Love this 🤘🏻
Love this 🤘🏻
And it seems like this vending machine doesn't really like real quaters.
Nice story, if it had one :)
Best end since so long..
I get that this is a test-run, however it works out really well. I think the only thing that bothers me is the use of the quarter, and how unsmoothly the eye animation was. However aside from that. AMAZING!!!
I stand corrected; the surrealism of this adds to the overall effect of the flash. I find it quite interesting that you used stop-motion animation here; though, if I understand correctly, it seems that you actually used paper for the most part, which slightly confunds me as to how you would be able to move paper so as to create so many drastic effects, without creating several drawings. Of course, my knowledge of animation itself is quite limited in both concept and design; I'm simply beginning a course in Java...
Again, the artwork itself was amazing; it's not something you see much anymore, and I am incredibly impressed to see it here.
Like usual, the voices, [[well, voice,]] were quite...unusual...adding more artistic flair to this piece.
I miss the lack of music---your music is usually quite interesting in itself---but I do understand that there wasn't really even an opportunity for music to come into play, as well as the potentiality that music would have been timely, or unallowed for school.
As to the story-line itself, I will admit your orginal idea would have been much greater, and that I regret we will never see it. This storyline is quite short, and doesn't quite capture the atmosphere as well as I believe the original would have. C'est la vie, I suppose. It was still an amazing piece of work.
In all honesty, I'd LOVE to see another work like this, especially if you decided to end up doing your original idea.
There isn't much I could suggest for improvement; obviously, I do not like the miniscule length of the flash, as well as the lack of music mentioned above. If only we had limitless time to work on such projects, eh?
Well, in some instances I had cut out specific parts made out of paper; opening scene, vending machine is background, character was cut out and positioned farther and farther away from the camera as if he were walking, kind-of. Next scene, the eyeballs were on top of him checking out the machine. Reaching in with the quarter, the arm is seperated from the body, etc...etc...

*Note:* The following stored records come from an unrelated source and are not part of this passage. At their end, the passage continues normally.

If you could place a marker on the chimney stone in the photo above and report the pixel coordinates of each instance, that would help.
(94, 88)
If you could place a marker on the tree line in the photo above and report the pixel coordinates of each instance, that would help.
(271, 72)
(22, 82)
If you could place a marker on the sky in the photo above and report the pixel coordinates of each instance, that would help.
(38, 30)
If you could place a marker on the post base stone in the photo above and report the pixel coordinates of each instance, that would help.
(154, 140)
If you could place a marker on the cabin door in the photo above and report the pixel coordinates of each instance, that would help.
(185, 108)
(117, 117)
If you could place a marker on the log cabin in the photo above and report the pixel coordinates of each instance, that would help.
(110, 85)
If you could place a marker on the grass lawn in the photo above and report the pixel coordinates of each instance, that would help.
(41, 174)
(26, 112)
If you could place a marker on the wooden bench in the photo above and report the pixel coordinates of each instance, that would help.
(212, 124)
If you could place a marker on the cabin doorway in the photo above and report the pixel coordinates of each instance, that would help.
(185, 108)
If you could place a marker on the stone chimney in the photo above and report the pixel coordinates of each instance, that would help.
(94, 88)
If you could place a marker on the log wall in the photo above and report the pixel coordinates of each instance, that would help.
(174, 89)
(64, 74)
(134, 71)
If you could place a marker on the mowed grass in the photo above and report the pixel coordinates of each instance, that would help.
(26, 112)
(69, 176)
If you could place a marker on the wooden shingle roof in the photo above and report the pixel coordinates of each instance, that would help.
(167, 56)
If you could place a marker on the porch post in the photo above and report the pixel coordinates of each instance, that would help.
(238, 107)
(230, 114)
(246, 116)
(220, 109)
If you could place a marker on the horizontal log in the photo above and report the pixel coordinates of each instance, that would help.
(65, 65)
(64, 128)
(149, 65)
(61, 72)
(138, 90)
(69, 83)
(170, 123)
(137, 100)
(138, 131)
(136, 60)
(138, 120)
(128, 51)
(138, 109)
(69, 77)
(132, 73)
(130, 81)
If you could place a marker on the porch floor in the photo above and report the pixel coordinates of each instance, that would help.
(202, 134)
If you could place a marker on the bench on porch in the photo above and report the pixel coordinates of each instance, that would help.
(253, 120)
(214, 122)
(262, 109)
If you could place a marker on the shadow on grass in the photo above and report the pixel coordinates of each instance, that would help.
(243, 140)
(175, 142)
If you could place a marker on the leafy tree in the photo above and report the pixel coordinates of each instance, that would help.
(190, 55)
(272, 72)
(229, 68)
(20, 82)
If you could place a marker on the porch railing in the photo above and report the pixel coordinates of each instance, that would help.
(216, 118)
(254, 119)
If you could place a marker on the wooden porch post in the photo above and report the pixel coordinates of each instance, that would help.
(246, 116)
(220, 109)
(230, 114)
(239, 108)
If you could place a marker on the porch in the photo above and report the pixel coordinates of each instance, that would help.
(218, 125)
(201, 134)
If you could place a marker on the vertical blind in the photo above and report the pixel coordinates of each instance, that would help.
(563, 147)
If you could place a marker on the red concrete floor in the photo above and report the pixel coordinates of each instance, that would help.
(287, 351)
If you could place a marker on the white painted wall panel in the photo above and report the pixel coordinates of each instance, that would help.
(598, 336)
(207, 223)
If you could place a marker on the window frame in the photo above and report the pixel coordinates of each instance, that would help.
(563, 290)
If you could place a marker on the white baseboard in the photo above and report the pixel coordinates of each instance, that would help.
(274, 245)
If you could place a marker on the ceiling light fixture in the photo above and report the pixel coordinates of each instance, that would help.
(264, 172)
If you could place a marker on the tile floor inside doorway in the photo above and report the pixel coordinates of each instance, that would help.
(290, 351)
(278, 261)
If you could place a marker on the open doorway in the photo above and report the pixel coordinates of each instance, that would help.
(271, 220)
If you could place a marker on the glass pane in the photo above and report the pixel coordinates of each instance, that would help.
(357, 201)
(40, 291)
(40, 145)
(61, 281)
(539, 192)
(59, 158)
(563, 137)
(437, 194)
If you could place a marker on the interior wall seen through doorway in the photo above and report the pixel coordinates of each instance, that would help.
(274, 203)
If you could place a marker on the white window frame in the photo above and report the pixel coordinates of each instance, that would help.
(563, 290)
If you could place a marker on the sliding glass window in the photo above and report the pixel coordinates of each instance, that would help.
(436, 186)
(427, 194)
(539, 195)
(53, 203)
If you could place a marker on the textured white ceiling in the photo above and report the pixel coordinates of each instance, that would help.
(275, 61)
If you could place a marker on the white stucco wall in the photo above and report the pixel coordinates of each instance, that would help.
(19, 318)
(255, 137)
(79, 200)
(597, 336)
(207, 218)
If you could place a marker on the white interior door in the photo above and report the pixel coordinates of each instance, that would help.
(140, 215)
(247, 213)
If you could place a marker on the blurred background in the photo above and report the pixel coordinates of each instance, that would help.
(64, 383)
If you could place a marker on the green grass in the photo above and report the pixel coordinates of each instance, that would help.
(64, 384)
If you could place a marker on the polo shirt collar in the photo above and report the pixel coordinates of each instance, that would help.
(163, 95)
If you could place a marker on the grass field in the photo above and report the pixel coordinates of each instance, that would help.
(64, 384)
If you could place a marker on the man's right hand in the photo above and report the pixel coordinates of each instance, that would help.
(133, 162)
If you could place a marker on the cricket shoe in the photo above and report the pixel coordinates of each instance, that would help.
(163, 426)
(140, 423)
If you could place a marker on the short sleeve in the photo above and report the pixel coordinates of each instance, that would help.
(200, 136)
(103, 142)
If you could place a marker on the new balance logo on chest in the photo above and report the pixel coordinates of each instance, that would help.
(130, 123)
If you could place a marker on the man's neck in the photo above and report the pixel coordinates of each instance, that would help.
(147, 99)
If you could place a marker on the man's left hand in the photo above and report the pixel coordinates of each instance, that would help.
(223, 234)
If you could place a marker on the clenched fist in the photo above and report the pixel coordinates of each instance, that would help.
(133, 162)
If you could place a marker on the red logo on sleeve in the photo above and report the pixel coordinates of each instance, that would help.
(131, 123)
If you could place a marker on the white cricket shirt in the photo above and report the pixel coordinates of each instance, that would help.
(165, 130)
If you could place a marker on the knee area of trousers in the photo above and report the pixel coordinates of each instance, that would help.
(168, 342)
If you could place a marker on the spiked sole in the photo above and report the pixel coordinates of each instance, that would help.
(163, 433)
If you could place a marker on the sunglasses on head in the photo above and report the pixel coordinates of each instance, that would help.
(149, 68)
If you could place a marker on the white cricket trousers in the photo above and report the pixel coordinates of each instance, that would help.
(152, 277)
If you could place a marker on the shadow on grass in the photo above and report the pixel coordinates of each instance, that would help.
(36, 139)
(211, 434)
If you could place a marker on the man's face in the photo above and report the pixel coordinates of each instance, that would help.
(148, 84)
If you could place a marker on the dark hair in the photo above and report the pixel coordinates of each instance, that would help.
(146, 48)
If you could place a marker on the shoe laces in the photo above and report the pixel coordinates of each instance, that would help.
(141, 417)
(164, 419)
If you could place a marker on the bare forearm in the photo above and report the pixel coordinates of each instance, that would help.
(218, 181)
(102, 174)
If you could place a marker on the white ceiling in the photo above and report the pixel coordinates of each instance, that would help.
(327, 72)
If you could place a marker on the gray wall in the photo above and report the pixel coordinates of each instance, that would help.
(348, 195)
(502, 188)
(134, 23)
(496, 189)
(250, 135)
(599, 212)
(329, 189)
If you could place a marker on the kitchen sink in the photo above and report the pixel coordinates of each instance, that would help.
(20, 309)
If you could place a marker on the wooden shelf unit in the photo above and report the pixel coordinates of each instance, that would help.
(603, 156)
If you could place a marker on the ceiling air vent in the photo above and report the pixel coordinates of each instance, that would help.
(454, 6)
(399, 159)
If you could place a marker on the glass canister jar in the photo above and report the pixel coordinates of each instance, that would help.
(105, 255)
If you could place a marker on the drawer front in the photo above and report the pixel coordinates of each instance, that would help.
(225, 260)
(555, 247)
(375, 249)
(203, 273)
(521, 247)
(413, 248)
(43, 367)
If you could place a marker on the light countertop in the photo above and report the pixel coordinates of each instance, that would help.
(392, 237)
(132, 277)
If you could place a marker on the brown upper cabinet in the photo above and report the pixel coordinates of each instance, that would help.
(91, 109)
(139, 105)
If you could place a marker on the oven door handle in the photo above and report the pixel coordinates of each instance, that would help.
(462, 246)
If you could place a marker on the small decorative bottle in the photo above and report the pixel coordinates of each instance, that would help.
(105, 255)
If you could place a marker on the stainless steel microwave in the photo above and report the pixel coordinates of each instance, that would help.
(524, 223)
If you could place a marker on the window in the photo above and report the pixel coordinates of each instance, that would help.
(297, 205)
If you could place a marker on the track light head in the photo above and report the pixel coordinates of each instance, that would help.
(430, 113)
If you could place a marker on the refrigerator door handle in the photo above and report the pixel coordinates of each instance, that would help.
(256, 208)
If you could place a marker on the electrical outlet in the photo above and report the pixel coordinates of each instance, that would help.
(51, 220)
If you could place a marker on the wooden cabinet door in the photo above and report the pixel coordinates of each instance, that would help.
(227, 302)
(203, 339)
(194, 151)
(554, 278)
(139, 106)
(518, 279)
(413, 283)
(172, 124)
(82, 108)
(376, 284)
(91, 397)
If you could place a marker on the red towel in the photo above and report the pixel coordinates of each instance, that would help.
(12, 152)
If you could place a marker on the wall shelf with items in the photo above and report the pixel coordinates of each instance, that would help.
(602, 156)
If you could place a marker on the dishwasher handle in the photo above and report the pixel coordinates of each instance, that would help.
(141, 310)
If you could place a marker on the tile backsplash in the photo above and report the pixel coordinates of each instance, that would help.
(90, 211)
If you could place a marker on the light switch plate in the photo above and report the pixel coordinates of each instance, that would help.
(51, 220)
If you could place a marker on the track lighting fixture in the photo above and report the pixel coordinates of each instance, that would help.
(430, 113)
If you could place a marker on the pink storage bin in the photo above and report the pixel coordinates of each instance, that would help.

I'm happy you liked the artwork, despite it's rushed and sloppy look. I'm glad you liked my grunts and grumbles :D. I missed the lack of music too, because I generally love to animate in time with something, and I've grown to enjoy the natural tempo a soundtrack can provide...though that hasn't been indicated in the majority of my flashes, you'll see what I mean in the future. I'm sure the school would've allowed it, but it's another clue as to just how rushed this thing was.
However, this quotation from your review "As to the story-line itself, I will admit your original idea would have been much greater, and that I regret we will never see it" has got me thinking....I TOTALLY wanted to see the original vision done! So I'm going to ditch the stop-motion theme for this, and do the original Monturs NRG Sludge in flash so it can be seen...maybe elaborate upon it, I dunno. But hell yeah dude, I won't let ya down :D If this thing was knocked out in a couple of hours using a method I'm unfamiliar with, I could knock it out with better quality in similar time using a method I'm trying to master.
Time is our greatest foe...in the end, it always wins. Thanks so much for the incredible reviews, you kick an extraordinary amount of ass. Thanks!